- Written by: Howard Lindsay and Russel Crouse
- Original language: English
- Genre: Comedy

Premiere
- Date premiered: October 3, 1951
- Place premiered: Morosco Theatre

= Remains to Be Seen (play) =

1951 play by Howard Lindsay and Russel Crouse

Remains to Be Seen is a play written by Howard Lindsay and Russel Crouse. Producer Leland Hayward opened it on Broadway at the Morosco Theatre on October 3, 1951. Bretaigne Windust directed the production, which ran for 199 performances.

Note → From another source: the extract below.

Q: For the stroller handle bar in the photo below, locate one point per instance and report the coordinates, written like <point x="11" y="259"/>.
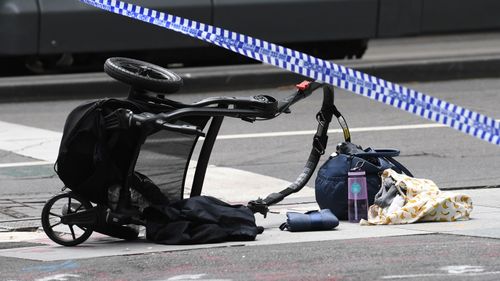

The play is a comedy about the investigation of the murder of an anti-pornography crusader. Following his death, various characters gather at his Park Avenue apartment, including his niece Jody, his attorney, his butler, the apartment building's young janitor, and a doctor. In the process, the attorney falls in love with Jody, but she chooses to leave with the janitor instead.

==Cast and characters==
The characters and opening night cast from the Broadway production are given below:

Opening night cast
| Character | Broadway cast |
|---|---|
| Jody Revere | Janis Paige |
| Waldo Walton | Jackie Cooper |
| Benjamin Goodman | Howard Lindsay |
| Hideo Hayakawa | Harry Shaw Lowe |
| Valeska Chauvel | Madeleine Morka |
| Dr. Charles Gresham | Warner Anderson |
| Mrs. Bright | Edith Bell |
| Patrolman Johnson | John Bouie |
| Detective Watson | Jonathan Brewster |
| Lieutenant Casey | Kirk Brown, Jr. |
| Tony Minetti | Frank Campanella |
| Al (the Porter) | Ossie Davis |
| Detective Weiner | Lew Herbert |
| Dr. Chester Delapp | Ross Hertz |
| Fred Fleming | Joseph Latham |
| Morris Rosenberg | Paul Lipson |
| Detective Davis | Alexander Lockwood |
| Edward Miller | Karl Lukas |
| Robert Clark | Hugh Rennie |

==Adaptations==
Metro-Goldwyn-Mayer adapted the play as a film of the same name in 1953, directed by Don Weis. June Allyson starred as Jody.